Even worse, attackers can exploit zero-day vulnerabilities that reside in the security products themselves. The vulnerable code is, in many cases, part of core kernel components shared between many versions of the product. That was the case with CVE-2016-2208 in Symantec products. Exploiting vulnerabilities in such low-level and high-privileges libraries give the attacker immediate and full control of the system. These types of vulnerabilities have been found in top security products, including Comodo, ESET, Kaspersky, and FireEye.

The problem with patching

The existing defense paradigm, whereby a security product needs to have prior knowledge—be it database, signature, rule, policy, learning, or AI algorithms—does not effectively prevent evasive malware and advanced persistent threats from exploiting unpatched or newly-found-in-the-wild security vulnerabilities. Software vendors, as they become aware of new vulnerabilities, work rapidly to remediate them. This results in a continuous stream of security patches sent to their customers. As a result, we keep racing in an infinite, tiring, Sisyphean pursuit.

Patching software in an organization is a complex task. It requires careful planning, execution, and validation. In some cases, it involves halting and rebooting a machine, thus interfering with employees’ work or business processes that run on a server. Sometimes the patch itself causes a conflict with other applications running on the machine. For all of these reasons, patching requires a lot of attention and careful coordination between IT and security personnel. And the bad guys sit back and laugh as they watch companies chase their tails, patching, patching, patching.

In short, software vendors are constantly creating an immense number of new patches to cover their vulnerabilities. Furthermore, security and IT teams face an endless (and ever-increasing) burden of executing those patches. The result is that patching happens intermittently—if at all—because IT and business operations cannot tolerate the potential operational impact security patching represents.

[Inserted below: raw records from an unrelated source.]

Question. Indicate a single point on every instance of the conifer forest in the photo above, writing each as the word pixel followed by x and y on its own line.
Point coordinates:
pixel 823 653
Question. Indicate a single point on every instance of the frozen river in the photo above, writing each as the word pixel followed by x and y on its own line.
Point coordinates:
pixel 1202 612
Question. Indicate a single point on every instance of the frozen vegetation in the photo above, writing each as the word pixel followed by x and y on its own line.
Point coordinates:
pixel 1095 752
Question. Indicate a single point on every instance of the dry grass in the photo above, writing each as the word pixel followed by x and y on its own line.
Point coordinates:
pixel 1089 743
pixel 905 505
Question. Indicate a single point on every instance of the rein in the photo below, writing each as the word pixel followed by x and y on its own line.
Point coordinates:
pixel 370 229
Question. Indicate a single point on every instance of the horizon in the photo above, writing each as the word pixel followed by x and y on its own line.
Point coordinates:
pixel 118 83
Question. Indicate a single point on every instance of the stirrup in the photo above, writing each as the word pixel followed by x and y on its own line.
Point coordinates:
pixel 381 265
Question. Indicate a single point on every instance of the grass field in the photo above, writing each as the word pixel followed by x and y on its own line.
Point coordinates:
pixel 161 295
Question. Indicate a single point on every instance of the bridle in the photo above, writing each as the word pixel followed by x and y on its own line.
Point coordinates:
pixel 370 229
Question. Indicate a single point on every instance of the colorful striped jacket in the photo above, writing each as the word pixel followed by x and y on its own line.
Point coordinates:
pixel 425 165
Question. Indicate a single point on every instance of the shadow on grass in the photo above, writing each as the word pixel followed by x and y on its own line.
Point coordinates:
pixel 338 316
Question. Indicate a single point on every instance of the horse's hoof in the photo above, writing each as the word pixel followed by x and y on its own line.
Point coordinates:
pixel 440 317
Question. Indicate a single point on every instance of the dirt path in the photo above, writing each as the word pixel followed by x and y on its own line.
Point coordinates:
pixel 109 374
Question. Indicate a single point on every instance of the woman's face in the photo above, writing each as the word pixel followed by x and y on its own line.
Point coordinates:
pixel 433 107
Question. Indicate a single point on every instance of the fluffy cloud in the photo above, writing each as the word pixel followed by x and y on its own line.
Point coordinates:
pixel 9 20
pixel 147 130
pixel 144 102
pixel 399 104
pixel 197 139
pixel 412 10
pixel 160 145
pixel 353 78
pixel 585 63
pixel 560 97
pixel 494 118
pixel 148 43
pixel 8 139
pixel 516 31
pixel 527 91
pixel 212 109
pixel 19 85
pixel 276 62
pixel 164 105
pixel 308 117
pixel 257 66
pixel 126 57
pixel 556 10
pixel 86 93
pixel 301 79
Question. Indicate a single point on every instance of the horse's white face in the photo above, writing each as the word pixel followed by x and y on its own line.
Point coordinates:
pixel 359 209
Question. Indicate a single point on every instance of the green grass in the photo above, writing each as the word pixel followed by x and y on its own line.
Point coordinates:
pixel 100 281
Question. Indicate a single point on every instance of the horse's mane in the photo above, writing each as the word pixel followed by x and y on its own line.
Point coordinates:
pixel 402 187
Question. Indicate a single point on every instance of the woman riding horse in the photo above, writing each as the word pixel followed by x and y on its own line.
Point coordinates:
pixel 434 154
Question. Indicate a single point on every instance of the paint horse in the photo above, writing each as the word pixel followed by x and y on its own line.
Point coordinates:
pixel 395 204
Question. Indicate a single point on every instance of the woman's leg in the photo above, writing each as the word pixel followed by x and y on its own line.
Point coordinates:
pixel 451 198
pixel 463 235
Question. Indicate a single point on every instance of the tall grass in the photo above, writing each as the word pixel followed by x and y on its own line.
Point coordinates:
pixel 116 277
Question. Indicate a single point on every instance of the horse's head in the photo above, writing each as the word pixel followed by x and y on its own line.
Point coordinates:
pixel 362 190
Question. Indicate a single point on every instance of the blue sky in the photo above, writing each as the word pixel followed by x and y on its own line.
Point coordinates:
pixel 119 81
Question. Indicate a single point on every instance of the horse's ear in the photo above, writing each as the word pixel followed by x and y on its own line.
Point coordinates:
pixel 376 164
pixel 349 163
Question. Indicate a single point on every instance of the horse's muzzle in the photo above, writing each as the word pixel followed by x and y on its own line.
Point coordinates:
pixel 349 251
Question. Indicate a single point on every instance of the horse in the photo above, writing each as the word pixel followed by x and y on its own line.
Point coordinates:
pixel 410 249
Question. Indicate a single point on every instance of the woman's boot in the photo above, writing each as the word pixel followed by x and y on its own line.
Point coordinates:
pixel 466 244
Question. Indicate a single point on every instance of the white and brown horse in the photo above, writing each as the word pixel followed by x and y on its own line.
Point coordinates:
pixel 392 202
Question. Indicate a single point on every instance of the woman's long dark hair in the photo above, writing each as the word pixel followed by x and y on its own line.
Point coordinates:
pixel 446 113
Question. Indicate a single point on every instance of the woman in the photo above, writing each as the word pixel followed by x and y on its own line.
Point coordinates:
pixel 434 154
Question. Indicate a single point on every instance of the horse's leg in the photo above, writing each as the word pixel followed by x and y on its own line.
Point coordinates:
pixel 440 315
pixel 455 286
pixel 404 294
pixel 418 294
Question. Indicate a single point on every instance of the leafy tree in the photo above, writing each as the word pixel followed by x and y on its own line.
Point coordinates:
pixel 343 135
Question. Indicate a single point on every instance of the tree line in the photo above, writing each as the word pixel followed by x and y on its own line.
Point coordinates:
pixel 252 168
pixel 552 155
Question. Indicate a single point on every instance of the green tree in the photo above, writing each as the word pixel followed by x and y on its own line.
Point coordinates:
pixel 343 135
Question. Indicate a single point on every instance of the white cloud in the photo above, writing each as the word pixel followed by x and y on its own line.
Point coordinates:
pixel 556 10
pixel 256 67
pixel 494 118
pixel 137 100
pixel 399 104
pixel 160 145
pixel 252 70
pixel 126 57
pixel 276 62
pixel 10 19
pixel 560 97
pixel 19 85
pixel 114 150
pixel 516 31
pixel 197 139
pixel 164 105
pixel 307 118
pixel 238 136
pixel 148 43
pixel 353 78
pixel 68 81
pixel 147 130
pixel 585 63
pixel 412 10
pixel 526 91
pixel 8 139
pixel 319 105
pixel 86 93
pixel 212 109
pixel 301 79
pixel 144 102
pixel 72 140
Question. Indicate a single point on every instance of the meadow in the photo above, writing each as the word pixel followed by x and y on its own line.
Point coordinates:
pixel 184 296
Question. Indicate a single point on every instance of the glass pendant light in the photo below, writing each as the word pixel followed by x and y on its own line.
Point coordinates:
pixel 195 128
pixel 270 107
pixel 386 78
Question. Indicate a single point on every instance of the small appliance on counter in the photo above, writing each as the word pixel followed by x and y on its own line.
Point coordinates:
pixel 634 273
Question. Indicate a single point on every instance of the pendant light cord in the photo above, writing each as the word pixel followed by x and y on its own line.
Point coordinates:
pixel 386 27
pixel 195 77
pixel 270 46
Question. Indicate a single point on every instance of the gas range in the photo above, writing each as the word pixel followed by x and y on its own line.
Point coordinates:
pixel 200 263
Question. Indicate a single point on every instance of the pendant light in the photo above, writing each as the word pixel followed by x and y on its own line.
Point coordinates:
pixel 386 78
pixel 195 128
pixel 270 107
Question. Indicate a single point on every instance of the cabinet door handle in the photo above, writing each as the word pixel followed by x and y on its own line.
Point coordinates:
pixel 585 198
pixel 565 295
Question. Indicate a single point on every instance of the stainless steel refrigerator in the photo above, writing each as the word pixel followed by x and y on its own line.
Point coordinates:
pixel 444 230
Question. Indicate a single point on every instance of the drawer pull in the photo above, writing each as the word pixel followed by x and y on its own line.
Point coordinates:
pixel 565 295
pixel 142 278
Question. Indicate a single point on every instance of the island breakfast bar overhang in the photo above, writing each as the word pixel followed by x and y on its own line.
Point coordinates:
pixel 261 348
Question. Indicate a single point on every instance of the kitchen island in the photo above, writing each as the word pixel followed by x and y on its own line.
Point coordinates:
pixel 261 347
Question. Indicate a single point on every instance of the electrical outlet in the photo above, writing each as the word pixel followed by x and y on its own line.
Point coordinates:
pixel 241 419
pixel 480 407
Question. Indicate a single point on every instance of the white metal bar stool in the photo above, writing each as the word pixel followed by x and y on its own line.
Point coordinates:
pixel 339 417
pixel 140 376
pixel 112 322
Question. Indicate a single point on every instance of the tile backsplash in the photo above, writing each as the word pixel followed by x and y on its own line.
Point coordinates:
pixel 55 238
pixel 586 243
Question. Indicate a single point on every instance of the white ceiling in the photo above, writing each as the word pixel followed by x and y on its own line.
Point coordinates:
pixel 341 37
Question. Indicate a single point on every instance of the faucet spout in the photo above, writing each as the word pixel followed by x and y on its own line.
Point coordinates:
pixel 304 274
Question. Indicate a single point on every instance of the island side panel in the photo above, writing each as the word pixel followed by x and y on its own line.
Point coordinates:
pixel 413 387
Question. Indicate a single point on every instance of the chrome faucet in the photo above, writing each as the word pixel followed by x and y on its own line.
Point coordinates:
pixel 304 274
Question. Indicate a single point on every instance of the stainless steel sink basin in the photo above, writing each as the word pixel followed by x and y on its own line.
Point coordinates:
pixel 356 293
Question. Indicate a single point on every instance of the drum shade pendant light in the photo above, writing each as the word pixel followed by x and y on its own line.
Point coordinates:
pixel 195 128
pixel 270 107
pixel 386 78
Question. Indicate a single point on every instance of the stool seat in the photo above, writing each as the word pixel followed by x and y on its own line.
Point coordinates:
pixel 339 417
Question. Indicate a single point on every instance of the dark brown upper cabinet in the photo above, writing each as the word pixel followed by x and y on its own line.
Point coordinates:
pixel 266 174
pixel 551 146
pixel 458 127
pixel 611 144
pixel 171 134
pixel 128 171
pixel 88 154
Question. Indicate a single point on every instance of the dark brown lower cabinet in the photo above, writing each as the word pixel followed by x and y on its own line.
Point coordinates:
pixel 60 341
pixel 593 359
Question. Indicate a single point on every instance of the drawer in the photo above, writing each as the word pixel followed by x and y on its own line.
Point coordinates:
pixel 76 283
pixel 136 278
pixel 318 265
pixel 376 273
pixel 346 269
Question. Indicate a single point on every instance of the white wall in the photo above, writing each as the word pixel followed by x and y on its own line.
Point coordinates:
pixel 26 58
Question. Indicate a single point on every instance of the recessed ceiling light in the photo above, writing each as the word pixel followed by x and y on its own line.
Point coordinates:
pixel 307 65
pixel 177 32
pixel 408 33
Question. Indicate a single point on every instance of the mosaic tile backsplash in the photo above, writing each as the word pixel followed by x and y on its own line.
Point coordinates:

More patching is not the answer

The recent MySQL vulnerability may not pose a serious risk, but the reaction to it highlights the concern that underscores a spiraling problem for many organizations. As unpatched security vulnerabilities within an organization snowball, the impact on IT and business operations by exploits of these unpatched vulnerabilities increases exponentially. Not only in operational uptime, performance, and availability, but eventually in brand damage, regulatory fines, penalties, and legal actions that hurt the company on a large and long-term scale. Added to all this is the potential theft and loss of intellectual property and competitive advantage in the marketplace.

More patching is not the answer. Neither is hoping that software vulnerabilities will simply go away. Even if companies could keep up with every patch released, patches are aimed at stopping the vulnerabilities already known to the world. Systems would still be vulnerable to zero-day exploits regardless of the amount and frequency of the patches.

A true security/business balance can only be reached with a security stack that mitigates the risk and overhead related to security vulnerabilities. A stack that includes new prevention technologies such as moving-target defense, which essentially pre-patches a system, can reduce the pressure for urgent patching. It achieves two key imperatives: It prevents any exploitation of the vulnerability, even before the patches are available, and it allows companies to plan cost-effective patch rollouts with minimal business disruption and avoid the risk of the patching process causing unplanned IT or operational impacts.